Day 2 Session 3: The future of the terminal

One of the themes emerging from MPE 2022 was that how we pay in retail is changing. The POS is the merchant access point to the payment options and services they offer to their consumers.

With presentations from Bart Willems from Discover Global Network and Nitzan Tal from Klarna setting the scene for an intriguing panel session where the presenters were joined by Mahaveer Shah from Feitian Technologies, Federico Gambi from Mastercard and Kai Lindstrom from SOK.

The demise of the terminal has been wrongly predicted by many over the years, we have more terminals than ever, and with the demise of cash they are becoming a utility in much the same way that electricity is a utility. Without electricity you close the store, without the terminal, you close the store. If anything the terminal is becoming more important than ever.

However the POS is changing, almost all terminals are now Android based, making them more or less a commodity, with the potential of apps being developed and deployed across different devices.

This ability to develop and change the role of the terminal with apps allows the Merchant to differentiate. The digitization of payments allows the merchants to provide the acceptance solutions that meet the needs of their customer demographics.

As outlined in the presentations from Bart & Nitzan, the key to bringing consumers back to stores is about providing them with the experiences they expect. Merging the online and in-store experiences, providing loyalty.

Gen Z are becoming an important group for the merchants to attract, but they are notoriously less loyal than previous generations and they are mobile first! They use their mobile to plan their shopping, they will use their mobile whilst in the store, and expect to pay how they want to pay, whether it is debit; Buy Now Pay Later; or one of the many alternative payment mechanisms. However they go to stores for the human experience, the merchant and the merchant terminal need to adapt to provide and aid this shopping experience.

The merchant needs to use their data smarter, not just for fraud prevention, but in understanding their customers and providing the targeted / bespoke experience they expect.

Tap on Phone and pay in app are just a couple of ways the ordering and payment experience is changing, expanding the range of acceptance options open to the merchant.

The terminal providers are no longer competing on the features of the hardware they provide, but rather the integration of services that work for both the merchant and the consumer.

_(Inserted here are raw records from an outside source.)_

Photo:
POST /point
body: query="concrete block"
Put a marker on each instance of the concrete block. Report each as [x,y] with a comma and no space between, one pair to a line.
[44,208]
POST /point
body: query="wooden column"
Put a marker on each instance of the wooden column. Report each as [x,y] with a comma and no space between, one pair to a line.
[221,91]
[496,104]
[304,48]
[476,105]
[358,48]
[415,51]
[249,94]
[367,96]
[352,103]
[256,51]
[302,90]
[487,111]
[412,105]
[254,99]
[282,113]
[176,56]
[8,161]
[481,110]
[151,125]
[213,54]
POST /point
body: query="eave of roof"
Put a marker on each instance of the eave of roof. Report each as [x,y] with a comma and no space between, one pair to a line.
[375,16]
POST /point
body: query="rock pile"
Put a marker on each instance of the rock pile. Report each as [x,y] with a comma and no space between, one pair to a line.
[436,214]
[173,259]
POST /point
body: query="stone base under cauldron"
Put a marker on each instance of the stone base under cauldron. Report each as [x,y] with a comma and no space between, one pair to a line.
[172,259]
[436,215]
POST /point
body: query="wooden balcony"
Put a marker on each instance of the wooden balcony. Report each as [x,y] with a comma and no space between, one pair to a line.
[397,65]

Day 3 Session 1: Crypto Currency Workshop

The first session on the morning after the MPE Awards Dinner can be a tricky one, but in this case the audience turned up to understand cryptocurrencies and what it means to them.

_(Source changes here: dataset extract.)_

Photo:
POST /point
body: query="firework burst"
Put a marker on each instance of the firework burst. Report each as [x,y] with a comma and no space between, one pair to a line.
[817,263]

Following a discussion setting out the base terminology to ensure everyone was at the same starting point, the workshop began to explore the nature of digital currencies and what they actually mean.

It was generally agreed that there is unlikely to be one digital currency to “rule them all”, indeed the programable element of digital currencies are likely to be attractive to tribes to make the currencies work for them.

Focusing more on Central Bank Digital Currencies and Corporate Currencies (e.g. Diem / Libra / Apple / Volkswagen etc) it became apparent that we were talking about multiple currencies used for different experiences. The currency used in the metaverse is unlikely to be the currency used in the real world, but smart wallets would emerge to enable consumers to use the right currency at the right merchant / experience.

The characteristics of crypto currencies provided the backdrop for the 2nd half of the workshop. With so many levers / characteristics available, e.g. is the currency online only or can it be used offline? Does it work for 8 and 80 year olds? Is it truly inclusive? How does anyone participating in the ecosystem make money? Does the crypto currency have a business plan being it direct or indirect. The workshop though it inevitable that a CBDC in one country will differ from the CBDC in another as will Corporate currencies.

It was interesting that these currencies face the same issues that other Alternative Payment Methods face, how do they gain access to the acceptance points, and how do they gain traction such that people use them?

If governments want their CBDCs to be successful, they could issue their benefits and outgoing payments in them, but will this be acceptable to the public? The likes of Apple / Facebook / Tesco / Carefour etc could ease and incentivise the use of their crypto currency, but solving the issues of adoption are key.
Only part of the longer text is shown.